Legal opinion for contract between companies in two countries
We an LLP company in Bangalore (Company A) have to sign a contract with a German startup (Company B) which will outsource all their technology services to us.
The commission will be 20% of the total pricing, all inclusive.
We have offered to design and build their website. What we need in return is the following assurance:
1. Company A will be the sole partner of Company B for all information technology services.
2. Company B cannot get into a partnership with any other company that has a conflict of interest with Company A.
3. The 20% commission can be revised with mutual consent for projects with less margin, taken up for business/marketing reasons.
We would want to create a legal contract for this. Also, lets know how this contract holds a legal validity as it is between two companies in two countries!
Asked 2 years ago in Business Law from Bangalore, Karnatka
1) the contract would be binding upon the parties
2) do incorporate an arbitration clause in the contract that in event of any disputes between parties shall be subject to jurisdiction at Bangalore only
The terms are more or less okay but the clause of non-compete Will have to be taken into account.
I am not sure what more you want to know through this query except points on drafting the agreement.
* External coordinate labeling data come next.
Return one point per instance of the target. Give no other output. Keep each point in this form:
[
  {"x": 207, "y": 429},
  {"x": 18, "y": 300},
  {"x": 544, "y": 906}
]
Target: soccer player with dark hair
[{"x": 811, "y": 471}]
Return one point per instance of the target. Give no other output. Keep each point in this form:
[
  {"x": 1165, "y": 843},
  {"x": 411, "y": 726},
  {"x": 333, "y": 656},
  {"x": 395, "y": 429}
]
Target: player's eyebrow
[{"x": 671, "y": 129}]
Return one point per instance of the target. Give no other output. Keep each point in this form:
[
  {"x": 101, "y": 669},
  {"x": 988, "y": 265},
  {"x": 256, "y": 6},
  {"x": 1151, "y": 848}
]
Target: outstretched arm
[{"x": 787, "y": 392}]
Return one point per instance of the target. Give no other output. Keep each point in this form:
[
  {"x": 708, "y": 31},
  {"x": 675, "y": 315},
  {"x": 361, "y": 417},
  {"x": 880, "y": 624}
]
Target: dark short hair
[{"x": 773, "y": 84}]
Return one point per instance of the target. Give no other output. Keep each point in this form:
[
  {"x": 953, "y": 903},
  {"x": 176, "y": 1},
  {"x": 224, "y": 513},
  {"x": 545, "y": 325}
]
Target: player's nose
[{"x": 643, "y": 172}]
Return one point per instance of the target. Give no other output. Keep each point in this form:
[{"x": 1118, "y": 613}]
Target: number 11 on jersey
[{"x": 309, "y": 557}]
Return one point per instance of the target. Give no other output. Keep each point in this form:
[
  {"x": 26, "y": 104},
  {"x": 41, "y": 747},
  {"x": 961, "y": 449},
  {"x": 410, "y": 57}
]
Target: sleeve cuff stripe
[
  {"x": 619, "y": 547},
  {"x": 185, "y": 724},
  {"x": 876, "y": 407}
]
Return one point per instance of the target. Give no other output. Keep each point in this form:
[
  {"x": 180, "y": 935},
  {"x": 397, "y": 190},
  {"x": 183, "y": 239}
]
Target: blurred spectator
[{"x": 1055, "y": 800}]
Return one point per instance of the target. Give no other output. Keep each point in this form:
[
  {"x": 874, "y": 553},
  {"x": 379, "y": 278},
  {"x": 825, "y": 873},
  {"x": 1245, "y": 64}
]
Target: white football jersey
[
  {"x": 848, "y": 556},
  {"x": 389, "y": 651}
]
I must mention that drafting such agreement requires skilled job of a lawyer for which you have to get in touch privately.
If you want my service on this issue please feel free to get in touch.
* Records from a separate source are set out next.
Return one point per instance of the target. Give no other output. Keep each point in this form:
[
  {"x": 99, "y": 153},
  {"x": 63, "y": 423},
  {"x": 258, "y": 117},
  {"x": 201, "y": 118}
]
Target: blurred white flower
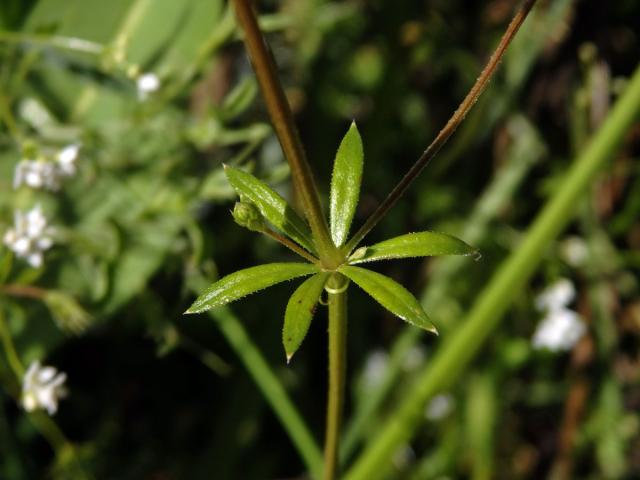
[
  {"x": 36, "y": 174},
  {"x": 575, "y": 251},
  {"x": 47, "y": 174},
  {"x": 559, "y": 330},
  {"x": 556, "y": 296},
  {"x": 439, "y": 407},
  {"x": 42, "y": 387},
  {"x": 561, "y": 327},
  {"x": 66, "y": 160},
  {"x": 30, "y": 236},
  {"x": 147, "y": 83}
]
You can enter in to such type of agreement. you have to have full proof agreement to make it enforceable.
Execute the agreement India so that Indian court will have jurisdiction over the contract.
Or both the companies can agree to the clause to submitted themselves to jurisdiction of the court in india exclusively.
Get the agreement vetted by Advocate before executing it.
The Terms or conditions what you have mentioned in your question seems to be genuine and acceptable by both the parties.
if you want to add any other conditions which you think would avoid litigation in future, you can contact a prudent lawyer in your locality or elsewhere who would be able to drat a proper contract agreement with technical terms making it legally valid.
The arbitration clauses may be added.
You can add jurisdiction for all disputes to be in your city.
1. If it is a LLP it cannot be a company.
2. The clauses desired by you should be incorporated in a flawless agreement which you must execute with the German company. The legal rights of both the parties will flow out of the agreement after it has been executed.
3. There is no bar to creation of a contract between two entities in two countries. Since disputes are inevitable in execution of contracts you should decide the jurisdiction of dispute settlement and incorporate it in the contract.
1. The Jurisdiction of the Court to settle any future dispute should be clearly mentioned in the legal contract,
2. The Arbitration clause also should be mentioned in details in the said contract,
3. If possible, some security amount for the specific period of the contract can be kept to secure the payment (if you are to receive payment from the foreign company).